I'm currently trying to understand Silvermans example for the valuation on curves discussed in the answer to this post: Definition and example of "order of a function at a point of a curve"

Silverman has already shown that $M_P / M_P^2$ is generated by (y), but why does $M_P = (y)$ and then $ord_P(y) = 1$ follow from this fact?

This probably boils down to a deeper problem: Why are the elements if the function field with order one exactly the generators of $M_P$. I can see why $M_P = (t) \implies ord_P(t) = 1$ but I'm not really sure about the other implication. And how do the elements / generators of $M_P$ and $M_P^2$ relate to each other?

Answer 1

If $(R, \mathfrak{m}, k)$ is a noetherian local ring and $M$ is a finite $R$-module, a special case of Nakayama's lemma states that if $\mathfrak{m}M = M$ then $M = 0$.

In particular if $[m_1], \dots, [m_n]$ is a $k$-basis for $M/\mathfrak{m}M$, we can choose representatives $m_1, \dots, m_n \in M$. Consider the submodule $N \subset M$ generated by these representatives. Then, $\mathfrak{m}(M/N) = M/N$, since $M = N + \mathfrak{m}M$, so by Nakayama's lemma $M = N$ and $M$ is generated by $m_1, \dots, m_n$.
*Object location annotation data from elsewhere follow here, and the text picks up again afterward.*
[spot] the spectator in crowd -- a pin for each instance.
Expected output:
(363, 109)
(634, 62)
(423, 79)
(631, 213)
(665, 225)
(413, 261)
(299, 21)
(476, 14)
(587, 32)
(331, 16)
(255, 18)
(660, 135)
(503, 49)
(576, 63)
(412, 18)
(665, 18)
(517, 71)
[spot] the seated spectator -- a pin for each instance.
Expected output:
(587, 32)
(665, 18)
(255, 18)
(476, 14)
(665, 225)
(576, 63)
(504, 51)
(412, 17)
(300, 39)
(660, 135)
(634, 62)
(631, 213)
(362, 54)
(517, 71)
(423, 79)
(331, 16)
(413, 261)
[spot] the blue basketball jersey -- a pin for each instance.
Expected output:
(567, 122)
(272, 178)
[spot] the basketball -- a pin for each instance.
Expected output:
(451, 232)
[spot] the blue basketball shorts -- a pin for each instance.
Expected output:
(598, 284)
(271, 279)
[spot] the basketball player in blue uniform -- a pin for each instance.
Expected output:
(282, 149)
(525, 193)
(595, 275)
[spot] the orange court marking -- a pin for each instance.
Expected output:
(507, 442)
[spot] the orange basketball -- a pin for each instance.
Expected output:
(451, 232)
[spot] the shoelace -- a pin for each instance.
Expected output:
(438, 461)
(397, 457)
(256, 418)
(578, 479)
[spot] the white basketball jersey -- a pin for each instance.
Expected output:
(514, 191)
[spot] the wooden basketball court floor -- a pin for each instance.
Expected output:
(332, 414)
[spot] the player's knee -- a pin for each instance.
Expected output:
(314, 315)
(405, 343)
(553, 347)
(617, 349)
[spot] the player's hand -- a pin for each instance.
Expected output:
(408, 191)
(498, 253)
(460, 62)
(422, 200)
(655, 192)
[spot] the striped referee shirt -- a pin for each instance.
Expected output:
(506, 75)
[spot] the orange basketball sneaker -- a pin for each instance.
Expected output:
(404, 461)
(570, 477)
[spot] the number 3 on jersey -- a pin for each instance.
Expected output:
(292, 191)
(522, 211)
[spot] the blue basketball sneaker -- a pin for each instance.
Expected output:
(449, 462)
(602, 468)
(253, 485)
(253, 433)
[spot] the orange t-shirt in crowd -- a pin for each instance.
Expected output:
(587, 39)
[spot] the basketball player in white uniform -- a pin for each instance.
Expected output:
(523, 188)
Now, in your situation, $M_p/M_p^2$ is generated by $[y]$, so $y$ lifts to a generator of $M_p$, and since $M_p \neq M_p^2$, we must have $y \notin M_p^2$. Hence $\operatorname{ord}_p(y) = 1$. Similarly if $\operatorname{ord}_p(t) = 1$ for some rational function $t$ then $t \in M_p \setminus M_p^2$, so $[t] \neq 0$ in $M_p/M_p^2$. As long as $\dim_k M_p/M_p^2 = 1$ (ie. the curve is nonsingular at $p$) it follows that $t$ lifts to a uniformizing parameter.